Former Mocs Golfer Stephan Jaeger Among Seven Tied For the Lead at PGA Championship

NEWTOWN SQUARE, Pa. (AP) — Scottie Scheffler missed a 4-foot putt and laughed. Jon Rahm angrily swung his club after an errant shot and the grass divot hit a volunteer in the face. Garrick Higgo was 10 seconds late to the first tee and penalized two shots before he even swung a club.

Aronimink waited 64 years to host another PGA Championship and made up for lost time in a big way Thursday, including the biggest logjam in a major championship since 1969.

When the long day was over, most predictable was seeing Scheffler’s name atop the leaderboard at 3-under 67, along with six other players. Another surprise: It’s the first time the world’s No. 1 player has at least a share of the lead after 18 holes of a major.

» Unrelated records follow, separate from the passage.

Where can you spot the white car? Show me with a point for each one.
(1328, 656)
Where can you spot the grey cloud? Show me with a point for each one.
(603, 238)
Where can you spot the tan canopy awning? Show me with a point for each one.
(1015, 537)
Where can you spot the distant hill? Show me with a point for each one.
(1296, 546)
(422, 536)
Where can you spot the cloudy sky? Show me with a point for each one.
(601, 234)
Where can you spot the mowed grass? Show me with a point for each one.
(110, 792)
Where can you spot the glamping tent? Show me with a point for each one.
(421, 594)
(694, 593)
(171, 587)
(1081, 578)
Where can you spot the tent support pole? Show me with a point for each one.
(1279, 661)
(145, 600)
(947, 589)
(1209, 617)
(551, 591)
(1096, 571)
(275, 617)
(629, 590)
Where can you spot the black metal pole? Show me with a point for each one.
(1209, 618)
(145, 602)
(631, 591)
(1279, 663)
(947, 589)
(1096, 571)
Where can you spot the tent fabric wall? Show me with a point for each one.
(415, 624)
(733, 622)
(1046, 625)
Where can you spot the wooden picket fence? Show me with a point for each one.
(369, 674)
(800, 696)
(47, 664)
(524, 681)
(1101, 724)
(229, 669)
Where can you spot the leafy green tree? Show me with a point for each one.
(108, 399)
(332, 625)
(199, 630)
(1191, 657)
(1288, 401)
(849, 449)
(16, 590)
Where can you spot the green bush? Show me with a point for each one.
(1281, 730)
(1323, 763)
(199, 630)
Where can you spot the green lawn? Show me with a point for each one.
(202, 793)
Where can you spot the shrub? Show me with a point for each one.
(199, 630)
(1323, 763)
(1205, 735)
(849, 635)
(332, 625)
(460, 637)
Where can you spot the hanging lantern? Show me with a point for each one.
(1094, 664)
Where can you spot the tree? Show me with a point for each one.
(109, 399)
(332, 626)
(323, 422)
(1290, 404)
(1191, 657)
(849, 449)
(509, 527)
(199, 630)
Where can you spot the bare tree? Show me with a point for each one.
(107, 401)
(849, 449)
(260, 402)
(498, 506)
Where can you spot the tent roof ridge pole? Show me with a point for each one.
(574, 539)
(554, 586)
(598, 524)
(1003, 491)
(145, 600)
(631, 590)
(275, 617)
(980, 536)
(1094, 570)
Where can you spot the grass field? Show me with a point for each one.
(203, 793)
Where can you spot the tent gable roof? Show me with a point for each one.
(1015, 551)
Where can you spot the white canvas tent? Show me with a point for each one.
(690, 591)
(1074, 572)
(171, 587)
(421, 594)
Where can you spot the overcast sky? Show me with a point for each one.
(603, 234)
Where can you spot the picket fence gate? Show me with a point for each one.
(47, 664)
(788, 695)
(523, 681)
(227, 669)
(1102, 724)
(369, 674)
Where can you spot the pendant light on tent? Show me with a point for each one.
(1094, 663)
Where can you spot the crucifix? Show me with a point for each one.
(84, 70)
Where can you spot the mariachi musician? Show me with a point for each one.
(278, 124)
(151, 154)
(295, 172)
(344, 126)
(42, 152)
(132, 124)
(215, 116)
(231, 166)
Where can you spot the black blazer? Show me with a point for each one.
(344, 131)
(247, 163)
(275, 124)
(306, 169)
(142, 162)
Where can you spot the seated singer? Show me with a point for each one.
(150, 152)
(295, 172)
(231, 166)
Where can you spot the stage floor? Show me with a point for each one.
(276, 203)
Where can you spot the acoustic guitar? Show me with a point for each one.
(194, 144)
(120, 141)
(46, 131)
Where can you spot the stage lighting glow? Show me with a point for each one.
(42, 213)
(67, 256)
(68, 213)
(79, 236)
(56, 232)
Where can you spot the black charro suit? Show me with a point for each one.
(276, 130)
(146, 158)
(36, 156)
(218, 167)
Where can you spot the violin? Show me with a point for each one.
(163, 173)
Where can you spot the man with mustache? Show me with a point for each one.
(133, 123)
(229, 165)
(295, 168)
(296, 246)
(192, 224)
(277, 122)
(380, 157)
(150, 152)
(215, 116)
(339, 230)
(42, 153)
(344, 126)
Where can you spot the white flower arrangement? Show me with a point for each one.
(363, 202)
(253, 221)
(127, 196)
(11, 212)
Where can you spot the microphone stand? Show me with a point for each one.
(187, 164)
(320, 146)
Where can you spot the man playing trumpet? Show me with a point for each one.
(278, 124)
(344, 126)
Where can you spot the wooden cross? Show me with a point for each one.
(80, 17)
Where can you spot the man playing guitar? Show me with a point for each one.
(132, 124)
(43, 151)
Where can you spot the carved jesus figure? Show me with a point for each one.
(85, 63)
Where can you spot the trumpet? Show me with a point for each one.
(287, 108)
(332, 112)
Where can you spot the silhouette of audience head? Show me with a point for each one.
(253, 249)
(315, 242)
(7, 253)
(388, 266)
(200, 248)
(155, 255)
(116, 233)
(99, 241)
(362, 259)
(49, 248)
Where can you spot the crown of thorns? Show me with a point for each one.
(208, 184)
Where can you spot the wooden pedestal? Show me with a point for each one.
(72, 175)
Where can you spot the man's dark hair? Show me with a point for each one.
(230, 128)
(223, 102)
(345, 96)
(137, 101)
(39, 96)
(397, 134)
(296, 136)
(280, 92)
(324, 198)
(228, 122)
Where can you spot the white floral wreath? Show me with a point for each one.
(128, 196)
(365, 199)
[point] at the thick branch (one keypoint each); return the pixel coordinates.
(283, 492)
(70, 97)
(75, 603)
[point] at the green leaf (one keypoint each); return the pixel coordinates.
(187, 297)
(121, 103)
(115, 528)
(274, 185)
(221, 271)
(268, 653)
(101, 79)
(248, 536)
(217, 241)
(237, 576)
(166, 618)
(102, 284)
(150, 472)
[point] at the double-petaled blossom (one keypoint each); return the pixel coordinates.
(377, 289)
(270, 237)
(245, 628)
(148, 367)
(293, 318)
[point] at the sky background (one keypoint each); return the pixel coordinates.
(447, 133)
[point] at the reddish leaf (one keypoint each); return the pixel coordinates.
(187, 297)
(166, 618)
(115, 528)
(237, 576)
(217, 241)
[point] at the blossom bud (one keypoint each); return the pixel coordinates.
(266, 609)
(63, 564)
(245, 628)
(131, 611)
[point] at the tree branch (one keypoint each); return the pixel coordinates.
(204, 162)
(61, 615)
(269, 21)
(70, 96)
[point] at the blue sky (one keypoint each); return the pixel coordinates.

Scheffler wasn’t buying it.

“Is it a really a lead when you’re tied with like six guys?” he told ESPN with a laugh.

Scheffler took advantage of two long birdie putts and one big break on the 17th hole for his lowest start to a tournament since January. He was tied with six others — former PGA champion Martin Kaymer perhaps the most surprising — on a tough day in the Philadelphia suburbs.

Joining them at 67 were Aldrich Potgieter, Stephan Jaeger, Min Woo Lee, Ryo Hisatsune and Alex Smalley. The seven-way tie was the largest since nine players shared the lead in the 1969 PGA Championship at NCR Country Club in Dayton, Ohio.

“At this moment, it’s anybody’s tournament,” Scheffler said. Indeed, 48 players were within three shots of the lead. The difference between missing the cut and being part of the lead was six shots.

And to think it could have been eight players. Higgo had a 69, which included a two-shot penalty before he even hit a shot for being 10 seconds late to the tee for his group’s starting time.

Masters champion Rory McIlroy bogeyed his last four holes for a 74 that sent him to the practice range for most of the afternoon.

Not since Oakland Hills in 2008 — Jeev Milkha Singh and Robert Karlsson at 2-under 68 — has the low score to par after the first round of the PGA Championship been worse than 3 under. Aronimink with its severely sloped greens, fast fairways and plenty of wind that shooed away morning clouds was every bit a major challenge.

Scheffler has struggled with opening rounds for most of the year since opening with a 63 in his season debut at The American Express, his only victory. But this was quality work. He missed only one fairway, which cost him one of his two bogeys on the day.

“Definitely the best start I’ve gotten off to this year, maybe besides American Express,” Scheffler said. “Your scores are definitely going to be lower if you hit the ball on the fairway, but it’s still really, really difficult to make birdies.”

He made one from just inside 40 feet on the par-4 seventh, and another birdie from just inside 30 feet on the par-4 10th. And even the No. 1 player in the world needed a little help.

Scheffler was in the thick collar of rough to the right of the par-3 17th, facing a chip over a ridge and down toward the hole. But his golf ball was close enough to a sprinkler cap that he was given free relief, dropped on the fringe and putted it to close range for a par.

Kaymer won the PGA Championship in 2010 at Whistling Straits, giving him a lifetime exemption. Kaymer joined LIV Golf in 2022 and has yet to finish in the top 10 in the few European tour events he has played since then. He is No. 1,160 in the world ranking. He hasn’t been in the top 10 after one round of any major since the 2020 PGA Championship.

During the champions dinner on Tuesday, he said one PGA of America officer asked the German if he planned to play this week.

“I said, ‘Yeah, that’s why I’m here. I’m not flying from Europe to here to have a New York strip with you guys, you know?’ Of course, I’m playing. And that really motivated me.”

Patrick Reed was the only player who made it around Aronimink without a bogey, his two birdies giving him a 68 and in the large group with Xander Schauffele and Shane Lowry, who played the two par 5s in 3 under.

Jordan Spieth, lacking only the PGA Championship for the career Grand Slam, bogeyed two of his last three holes — and did not birdie the par-5 ninth, the easiest hole at Aronimink — to join the group at 69 that included Brooks Koepka, Rahm and Justin Thomas.

No one struggled quite like Bryson DeChambeau, who didn’t make a birdie until he ended on the par-5 ninth. That kept him from matching his highest score in the PGA Championship. He shot 76 and now has to work toward avoiding a second straight missed cut in a major.